By Gahan Wilson (Fantagraphics Books)
ISBN: 978-1-60699-612-6

According to Gary Groth’s Afterword here, legendary cartoonist Gahan Wilson was born in 1930 and grew up reading comic strips.

It shows.

The mordantly macabre, acerbically wry and surreal draughtsman has been tickling funnybones and twanging nerves with his darkly dry graphic confections since the 1960s; contributing superb spoofs, sparklingly horrific and satirically suspenseful drawings and strips and panels as a celebrated regular contributor in such major magazines as Playboy, Collier’s, The New Yorker and others.

He also wrote science fiction, criticism, book and film reviews for Again Dangerous Visions, The Magazine of Fantasy & Science Fiction, The Twilight Zone Magazine and Realms of Fantasy.

In an extremely broad and long career he has worn dozens of creative hats, and even embraced that modern electrickery stuff by creating – with Byron Preiss – his own supernatural computer game, Gahan Wilson’s the Ultimate Haunted House.

When National Lampoon first began its devastatingly satirical all-out attack on the American Dream, Wilson was invited to contribute a regular strip to their comics section. His sublimely semi-autobiographical, darkly hilarious paean to lost childhood ran from 1972 and until 1981 and was recently collected as Nuts.

Few people– me included – knew that during that period he also, apparently more for fun and relaxation than profit, produced his own syndicated Sunday strip feature.

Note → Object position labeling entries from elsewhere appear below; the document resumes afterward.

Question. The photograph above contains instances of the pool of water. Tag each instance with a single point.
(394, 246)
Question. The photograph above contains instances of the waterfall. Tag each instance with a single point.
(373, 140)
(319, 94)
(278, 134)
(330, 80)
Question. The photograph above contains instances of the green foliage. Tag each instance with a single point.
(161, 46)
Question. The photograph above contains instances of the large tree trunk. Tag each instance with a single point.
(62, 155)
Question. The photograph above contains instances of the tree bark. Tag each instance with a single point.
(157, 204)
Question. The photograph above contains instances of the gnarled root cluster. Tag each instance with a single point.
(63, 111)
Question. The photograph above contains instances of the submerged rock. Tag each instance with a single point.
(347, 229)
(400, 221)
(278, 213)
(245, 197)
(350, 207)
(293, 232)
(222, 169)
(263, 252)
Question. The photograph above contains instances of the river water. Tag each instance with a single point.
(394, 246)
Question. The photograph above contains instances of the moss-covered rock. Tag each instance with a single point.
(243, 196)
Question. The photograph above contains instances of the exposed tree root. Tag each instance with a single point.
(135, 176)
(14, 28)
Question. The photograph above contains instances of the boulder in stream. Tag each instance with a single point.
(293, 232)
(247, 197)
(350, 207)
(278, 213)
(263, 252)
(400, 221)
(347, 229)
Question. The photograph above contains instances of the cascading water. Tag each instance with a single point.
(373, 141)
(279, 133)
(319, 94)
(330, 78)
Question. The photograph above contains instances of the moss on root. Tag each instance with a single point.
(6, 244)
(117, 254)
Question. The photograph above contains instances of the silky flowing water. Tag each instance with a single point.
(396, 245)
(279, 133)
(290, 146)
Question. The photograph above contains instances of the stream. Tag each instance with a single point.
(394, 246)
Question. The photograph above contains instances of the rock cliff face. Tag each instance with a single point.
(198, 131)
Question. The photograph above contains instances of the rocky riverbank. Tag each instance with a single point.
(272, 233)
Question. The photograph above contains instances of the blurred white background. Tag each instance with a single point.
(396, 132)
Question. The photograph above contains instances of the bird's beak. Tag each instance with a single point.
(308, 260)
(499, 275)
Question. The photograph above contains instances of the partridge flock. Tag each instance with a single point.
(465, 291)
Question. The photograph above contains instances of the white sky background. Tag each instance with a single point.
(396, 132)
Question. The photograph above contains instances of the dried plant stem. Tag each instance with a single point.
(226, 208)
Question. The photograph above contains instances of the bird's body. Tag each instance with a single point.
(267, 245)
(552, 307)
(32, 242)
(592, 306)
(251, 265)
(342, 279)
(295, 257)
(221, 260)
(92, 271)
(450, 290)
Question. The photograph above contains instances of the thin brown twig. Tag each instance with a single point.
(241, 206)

For two years beginning on March 3rd 1974, Gahan Wilson Sunday Comics appeared in a small cross-section of newspapers from Boston to Los Angeles and, as with all his work, it bucked a trend.

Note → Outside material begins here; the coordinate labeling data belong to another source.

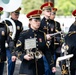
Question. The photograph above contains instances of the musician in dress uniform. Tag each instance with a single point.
(57, 38)
(48, 27)
(71, 42)
(3, 39)
(32, 65)
(19, 28)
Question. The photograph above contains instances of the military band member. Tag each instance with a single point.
(31, 65)
(57, 38)
(48, 29)
(3, 39)
(72, 45)
(14, 16)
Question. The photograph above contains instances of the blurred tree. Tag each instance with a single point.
(65, 7)
(28, 5)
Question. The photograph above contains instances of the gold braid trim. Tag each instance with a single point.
(71, 33)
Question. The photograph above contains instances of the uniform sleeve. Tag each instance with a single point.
(18, 51)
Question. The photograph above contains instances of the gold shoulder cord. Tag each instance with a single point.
(71, 33)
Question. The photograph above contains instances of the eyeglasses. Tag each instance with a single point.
(36, 19)
(53, 13)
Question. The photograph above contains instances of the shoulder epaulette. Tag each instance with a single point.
(43, 33)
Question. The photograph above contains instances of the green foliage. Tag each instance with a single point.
(65, 7)
(28, 5)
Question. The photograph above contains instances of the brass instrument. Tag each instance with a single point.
(37, 54)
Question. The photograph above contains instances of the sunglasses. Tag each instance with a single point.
(53, 13)
(36, 19)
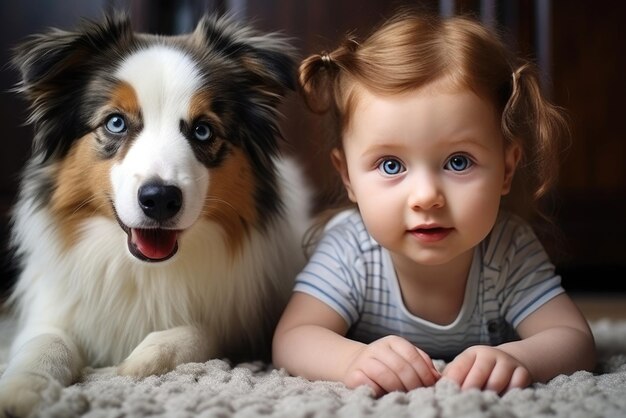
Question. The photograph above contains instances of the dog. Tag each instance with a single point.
(157, 221)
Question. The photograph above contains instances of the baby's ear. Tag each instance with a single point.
(338, 159)
(512, 157)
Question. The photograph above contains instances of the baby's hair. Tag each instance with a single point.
(412, 50)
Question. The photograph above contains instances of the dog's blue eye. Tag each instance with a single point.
(202, 131)
(116, 124)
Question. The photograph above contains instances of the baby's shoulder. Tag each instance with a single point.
(346, 229)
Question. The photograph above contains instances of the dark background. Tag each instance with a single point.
(579, 45)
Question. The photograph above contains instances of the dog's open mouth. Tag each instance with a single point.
(152, 244)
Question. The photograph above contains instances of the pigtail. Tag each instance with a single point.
(319, 76)
(536, 124)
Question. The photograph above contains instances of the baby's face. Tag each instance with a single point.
(427, 170)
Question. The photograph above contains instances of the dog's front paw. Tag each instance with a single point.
(149, 359)
(22, 394)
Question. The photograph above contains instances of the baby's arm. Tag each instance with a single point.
(555, 339)
(309, 341)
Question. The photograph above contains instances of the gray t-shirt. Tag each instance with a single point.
(510, 277)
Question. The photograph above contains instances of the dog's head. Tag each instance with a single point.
(156, 132)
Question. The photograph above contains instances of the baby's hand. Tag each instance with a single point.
(487, 368)
(389, 364)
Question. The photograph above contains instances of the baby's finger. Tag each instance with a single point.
(383, 375)
(460, 367)
(521, 378)
(479, 373)
(500, 377)
(417, 369)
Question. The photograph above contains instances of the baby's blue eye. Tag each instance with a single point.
(391, 166)
(458, 163)
(116, 124)
(202, 131)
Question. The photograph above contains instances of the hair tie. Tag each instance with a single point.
(326, 59)
(516, 76)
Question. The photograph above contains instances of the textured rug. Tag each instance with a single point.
(219, 389)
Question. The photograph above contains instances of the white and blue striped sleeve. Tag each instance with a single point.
(528, 276)
(333, 273)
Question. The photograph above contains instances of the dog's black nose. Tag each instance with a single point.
(158, 201)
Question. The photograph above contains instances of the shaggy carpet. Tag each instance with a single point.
(219, 389)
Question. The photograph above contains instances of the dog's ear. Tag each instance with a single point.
(55, 68)
(269, 56)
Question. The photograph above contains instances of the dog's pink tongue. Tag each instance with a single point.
(155, 244)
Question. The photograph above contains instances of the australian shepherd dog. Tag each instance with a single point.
(157, 222)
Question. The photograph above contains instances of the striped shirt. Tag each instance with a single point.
(510, 277)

At a time when most cartoonists were seeking a daily continuity strip, building a readership and eking jokes out with sensible parsimony, Wilson let himself go hog-wild, generating a half-dozen or so single-shot gags every Sabbath, blending his signature weird, wild monsters, uncanny aliens and unsavoury scenes with straight family humour, animal crackers, topical themes and cynically socio-politically astute observations.

Looking at them here it’s clear to me that his intent was to have fun and make himself laugh as much as his readers; capturing those moments when an idea or notion gave him pause to giggle whilst going about his day job…

I’m not going to waste time describing the cartoons: there are too many and despite being a fascinating snapshot of life in the 1970s they’re almost all still outrageously funny in the way and manner that Gary Larson’s Far Side was a scant six years later.

I will say that even whilst generating a storm of humorous, apparently unconnected one-offs, consummate professional Wilson couldn’t help himself and eventually the jokes achieved an underlying shape and tone with recurring motifs (clocks, beasts, wallpaper, etc), guest appearances by “The Kid” (from Nuts) and features-within-the-feature such as The Creep and Future Funnies…

Collected in a gloriously expansive (176 pages, 309x162mm) full-colour, landscape hardback, this complete re-presentation of a lost cartooning classic offers a freewheeling, absurdist, esoterically banal, intensely, trenchantly funny slice of nostalgia. These fabulous joke page compendiums range from satire to slapstick to agonising irony and again prove Wilson to be one of the world’s greatest visual humourists.

This is book no fan of fun should miss and, with Christmas bearing down on us, could be a crucial solution to the perennial “what to get him/her” question…

All comic strips © 2013 Gahan Wilson. This Edition © Fantagraphics Books, Inc. All rights reserved.
Gahan Wilson Sunday Comics will be published September 26th 2013.